Ta strona została skorygowana.

— Bodajem pękł, jeżeli potrafię się w tem doszukać choć szczypty rozsądku — twierdził Bones. — Ale to pańskie słowa, kapitanie.
— Jota w jotę — rzekł dziadek, poczem zwrócił się do mnie: — Nie krępuj się, Robercie; już tam czeka łóżko na ciebie... a może wolisz zostać na pokładzie i zaznajomić się nieco z żeglarstwem?
Rzuciłem spojrzenie w stronę rufy, gdzie widać było światła Nowego Jorku, tak nikłe, tak rozproszone, tak już odległe...
— Pójdę na dół i zaopiekuję się Piotrem — zadecydowałem...
— Jak wolisz — odpowiedział mój sławetny krewniak i oddalił się.
— Ruszcież kikutami, wszawe gamonie! — huknął Bones na swoich ludzi. — Podźwignijcie tego wieloryba lądowego... bodajem szczezł, jeżelim kiedy widział tak potworną kupę ludzkiego mięsa! Powinniśmy go zawieść na morze południowe i sprzedać kanibalom — taki byłby tylko z niego pożytek. Chodźno, młody paniczu; możesz być sobie siostrzeńcem kapitana czy bękartem, czy jak on cię tam nazwał, lecz na statku każdy musi pracować. Pomóż nam przenieść tę baryłę.

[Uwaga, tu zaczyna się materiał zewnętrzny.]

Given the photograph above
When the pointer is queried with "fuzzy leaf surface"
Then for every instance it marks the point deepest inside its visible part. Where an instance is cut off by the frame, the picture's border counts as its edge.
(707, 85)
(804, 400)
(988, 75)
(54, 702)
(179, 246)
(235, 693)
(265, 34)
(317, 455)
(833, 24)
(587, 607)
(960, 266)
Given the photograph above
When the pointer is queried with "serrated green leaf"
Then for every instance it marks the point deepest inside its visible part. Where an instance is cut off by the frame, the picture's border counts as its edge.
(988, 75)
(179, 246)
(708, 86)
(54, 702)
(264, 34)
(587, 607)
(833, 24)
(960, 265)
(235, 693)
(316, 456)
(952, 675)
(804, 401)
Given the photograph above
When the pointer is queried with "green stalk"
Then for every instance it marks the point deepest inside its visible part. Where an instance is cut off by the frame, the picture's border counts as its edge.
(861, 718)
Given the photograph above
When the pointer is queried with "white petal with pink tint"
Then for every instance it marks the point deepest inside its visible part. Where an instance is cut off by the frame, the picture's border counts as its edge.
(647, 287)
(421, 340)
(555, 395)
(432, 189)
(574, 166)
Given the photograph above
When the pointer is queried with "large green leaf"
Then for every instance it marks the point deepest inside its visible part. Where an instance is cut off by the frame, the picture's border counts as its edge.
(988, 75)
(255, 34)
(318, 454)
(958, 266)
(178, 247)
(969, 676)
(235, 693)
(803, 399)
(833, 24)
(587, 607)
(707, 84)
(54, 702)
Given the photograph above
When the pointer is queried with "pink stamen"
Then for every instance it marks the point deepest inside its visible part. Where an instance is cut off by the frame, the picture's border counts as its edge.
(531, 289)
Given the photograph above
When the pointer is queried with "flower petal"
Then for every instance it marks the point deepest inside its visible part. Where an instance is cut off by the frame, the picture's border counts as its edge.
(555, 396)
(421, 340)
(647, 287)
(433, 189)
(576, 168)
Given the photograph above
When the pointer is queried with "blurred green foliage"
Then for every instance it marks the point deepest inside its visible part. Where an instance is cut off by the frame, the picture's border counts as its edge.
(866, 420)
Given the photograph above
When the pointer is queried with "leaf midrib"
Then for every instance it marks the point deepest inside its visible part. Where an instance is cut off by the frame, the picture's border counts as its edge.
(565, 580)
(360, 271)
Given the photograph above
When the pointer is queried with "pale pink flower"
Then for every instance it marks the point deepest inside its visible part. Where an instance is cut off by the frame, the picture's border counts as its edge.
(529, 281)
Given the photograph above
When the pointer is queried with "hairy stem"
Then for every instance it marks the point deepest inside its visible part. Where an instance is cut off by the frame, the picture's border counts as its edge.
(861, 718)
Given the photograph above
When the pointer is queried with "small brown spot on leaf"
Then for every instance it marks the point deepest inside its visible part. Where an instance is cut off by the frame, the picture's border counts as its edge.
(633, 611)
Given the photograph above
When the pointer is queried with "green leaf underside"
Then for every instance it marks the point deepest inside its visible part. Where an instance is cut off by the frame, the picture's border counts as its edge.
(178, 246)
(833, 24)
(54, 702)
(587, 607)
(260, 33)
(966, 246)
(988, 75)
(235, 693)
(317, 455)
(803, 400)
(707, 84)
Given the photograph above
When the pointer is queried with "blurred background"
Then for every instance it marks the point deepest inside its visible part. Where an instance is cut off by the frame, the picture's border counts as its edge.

Usłuchałem go w milczeniu — inni tymczasem klęli i złorzeczyli z nieopisaną wprost potoczystością. To-ci było towarzystwo! Gdy nie czuli obecności Murraya, nie poczuwali się do żadnej karności, nie przyjmowali żadnego karcenia. Widocznie zarówno nienawidzili, jak obawiali się tego człowieka; nie mogłem się nadziwić, z jaką pewnością siebie panował on nad ich namiętnościami. Gdyby tylko raz udało im się otrząsnąć z magnetycznego uroku jego osoby i wpływu jego szatańskiej przewagi, staliby się, każdy na własną rękę, roznosicielami wyuzdania i przewrotności.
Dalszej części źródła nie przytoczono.